DC statehood is back on the nation’s agenda. With Democratic majorities in both houses of Congress, only a likely Senate filibuster stands in the way of adding a 51st star to the US flag. The response of DC’s Metropolitan Police to the January 6 insurrection at the Capitol, in which local officers came to the aid of a body that denies their city a vote, added to the District’s moral authority to demand full democratic rights. Immediately following the insurrection, Metro DC DSA reaffirmed its demand that the US government make DC statehood a priority. As this article from the April/May 1985 issue of the Washington Socialist shows, DSA’s advocacy of DC statehood goes back at least four decades. Rich Bruning, then a DC DSA activist now living in Baltimore, participated in the 1982 convention that drew up a constitution for the prospective state of “New Columbia” — a name since changed to “Washington, Douglass Commonwealth.” Will the current Congress and president end DC’s colonial status and grant full citizenship to the more than 700,000 residents of the nation’s capital?
-- Bill Mosley
from the 1985 April/May editions of the Washington Socialist
by Rich Bruning
Statehood for the District of Columbia, languishing as a political issue since the passage of the New Columbia Constitution in November 1982, should soon burst to the forefront of District politics. It is vital that DSAers know the issues and vigorously support the movement.
Statehood has recently picked up the powerful support of new allies, particularly DC Delegate Walter Fauntroy. At the same time, the DC Voting Rights Amendment, often perceived as opposed to statehood, has almost reached its ratification expiration date. In the 50 states, the opposition to the Amendment, which would grant voting senators and a representative to DC, has been significantly racist and conservative. While unspoken, the fear of having two liberal blacks in the Senate has raised the blood pressure in many a legislature.
Though the opposition to statehood will be similar, it will be no worse. Indeed, while the Amendment required a two-thirds vote of both Senate and House, and three-fourths of the states, statehood requires only a majority vote of Congress and the signature of the president. And the Statehood movement, which began in the early 1970s, believes that only statehood will guarantee District residents full citizenship, including congressional representation and control over local legislation, the courts and appropriations.
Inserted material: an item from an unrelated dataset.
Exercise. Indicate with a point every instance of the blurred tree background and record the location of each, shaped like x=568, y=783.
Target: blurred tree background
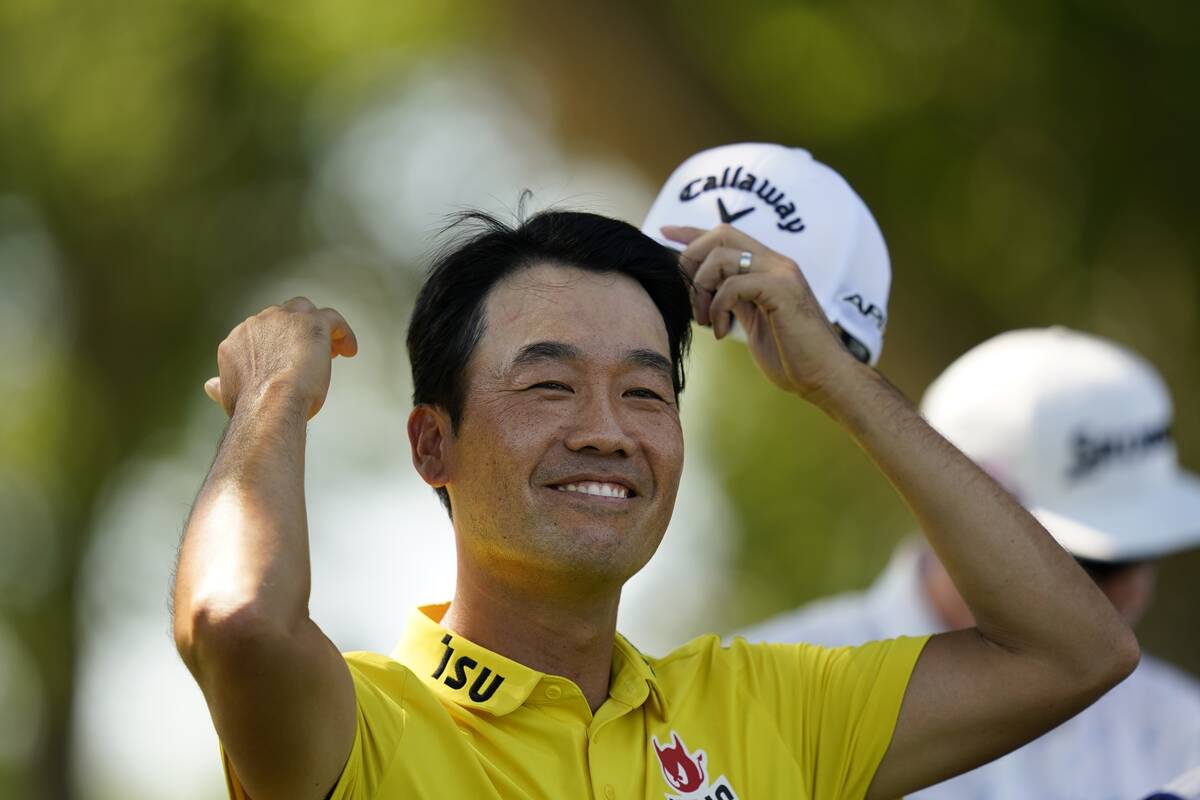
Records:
x=1030, y=163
In 1982, the Statehood Constitutional Convention drafted, and District voters narrowly approved, a constitution for the State of New Columbia. Five of the 45 Statehood delegates were DSA members.
Progressive provisions in the constitution included strong equal protective action, equal pay for equal work and equal pay for comparable work, and limits on utility rates.
Two sections, however, engendered strong opposition. Section 20 of Article I said everyone “had the right to employment, or if unable to work, an income sufficient to meet basic human needs.” Secondly, the “right to strike” for public employees was promulgated and could be abridged only under narrow circumstances. Opposition to these provisions, combined with other criticisms of the Bill of Rights, almost resulted in the document’s rejection.
During the ratification debate, many constitutional proponents assured the voters that the constitution would be amended.
The ratified constitution was transmitted to Congress where it has remained under the aegis of the House District Committee on which Fauntroy serves. After the committee held brief hearings for congressional comments, Fauntroy and Senator Kennedy introduced statehood bills in the House and Senate in both the 98th and 99th Congress.
Meanwhile, Delegate Fauntroy convened the Statehood Partnership, a group of District officials, congressional staffers, Statehood delegates and organizational representatives with the intent of deciding what changes should be recommended in the constitution to help ensure its passage by Congress. A smaller group, the Statehood Task Force, has been working on proposed changes for months.
The Task Force, which will probably report in March, will almost surely recommend deletion of the “jobs or income” section, limit the right of government employees to strike to those “non-essential” jobs and change parts of the Bill of Rights.
These changes, if approved by the Partnership, would provide a framework for changing the constitution. The House District Committee would probably hold hearings and invite comments from city officials. District officials could then take these changes, tacitly approved by Congress, to public hearings and offer amendments to public referendum. Whatever changes that passed would be incorporated into the pending document.
Additionally, the DC Voting Rights Amendment, which would give the District voting senators and representatives, faces a ratification deadline of August 22, 1985. Less than half of the necessary 38 states have ratified the amendment.
Amendment proponents are already examining their options. Some groups may press for reintroduction. Others will likely oppose this and shift to statehood. The most obvious realignment appears to be Delegate Fauntroy who masterminded the passage of the amendment through Congress. He may or may not oppose reintroduction, but his emphasis has clearly shifted to statehood.
After years in the political wilderness, statehood for DC may be an idea whose time is almost here. Even if statehood is years away, it is both inevitable and right and DSAers must be ready to join its advocates.